The Bitcoin price has historically repeated its price development in cycles lasting about 3-4 years and is clearly perceptible. In previous years, however, there have been difficulties in explaining why this is the case. One of the models used was Metcalfe’s law and the data supporting it was the growth of the number of investors, technical and regulatory developments. Currently, by far the most popular model for modeling and explaining this cyclicality is called the Stock-to-flow model. The cycle is considered to begin and end with the halving of the blockchain reward every four years.

At the time of writing, Bitcoin’s price was sailing around $ 19,800 and the rise was also preceded by a correction, where the price fell momentarily from $ 19,400 to around $ 16,200. There was no clear indicator of this decline, but the market most likely was just taking a breather after a strong price appreciation. Such a correction after a strong rise in price is called a “pullback”. For example, several similar events have taken place in the bull market of 2017 and have historically been an excellent place for an investor to make bitcoin purchases. So Bitcoin isn’t dying, but it’s likely to be vying at a peak at a all-time high price valuations. In a bullmarket, an investor has three basic strategies to choose from:

1. “Holding”, i.e. not trading at all but monitoring the market (a.k.a HODL)

2. Making purchases in price corrections,

3. Scheduling sales at the peak price and making purchases at the price corrections.

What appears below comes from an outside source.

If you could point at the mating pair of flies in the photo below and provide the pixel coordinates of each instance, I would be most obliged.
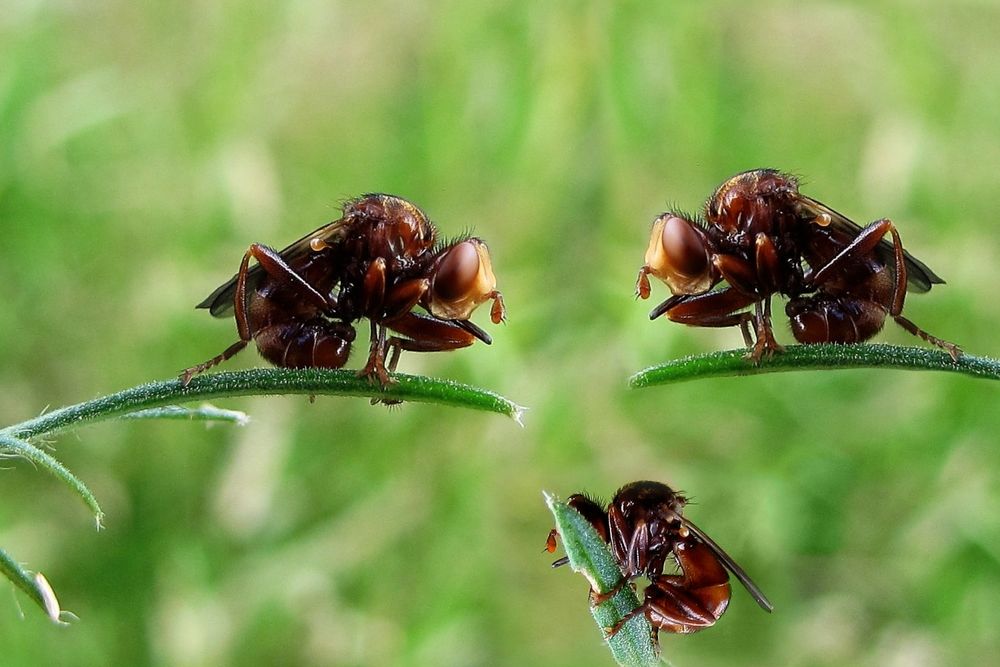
(759, 237)
(382, 259)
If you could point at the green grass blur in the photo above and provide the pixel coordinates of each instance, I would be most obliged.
(143, 146)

The first of these options, holding, is the least riskiest and easiest way for an investor to benefit from an uptrend. Trying to schedule sales and purchases accordingly in price appreciation/pullback situations which is the most difficult and risky strategy of all. If the timing of sales fails, the investor may have to make repurchases at a higher price than the sale, which naturally eats up your returns. Thus, focusing on to making purchases in pullback-situations is an excellent way to increase cryptocurrency holdings, as the investor does not have to predict in advance when the pullback will take place, but can wait calmly and react if the price takes a significant hit.

It may also make sense for the investor to diversify their purchases in the short term, which is very much about lowering the average cost of purchases. Investors who, in turn, plan to take profits in an ongoing upturn market will have to assess the price level at which sales will be made. It is worth starting to form a sales strategy well in advance, so that the matter can be easily weighed in peace. Decentralizing sales is also a good strategy because they are in any case less likely to hit precisely the top of the price. Decentralization of sales is aimed at raising the average price of sales.

At the time of writing, we are in a situation where the price seems to have recovered exemplarily from such a pullback situation. However, the investor still has a good seam to consider making purchases and to assess the development of the situation.

It should be noted that the recovery from the pullback situations normally found in bull markets is rapid, but it is still not ruled out that Bitcoin won’t be testing the level of support that has formed around 16200 USD. It’s just doubtful. However, if the price dips through the support level, the hunt for new peaks will remain a task for 2021. In the bigger picture, in addition to searching for places to buy, we are now waiting to see how the price develops after the 2017 price peak ($ ​​19666) was exceeded just a moment ago.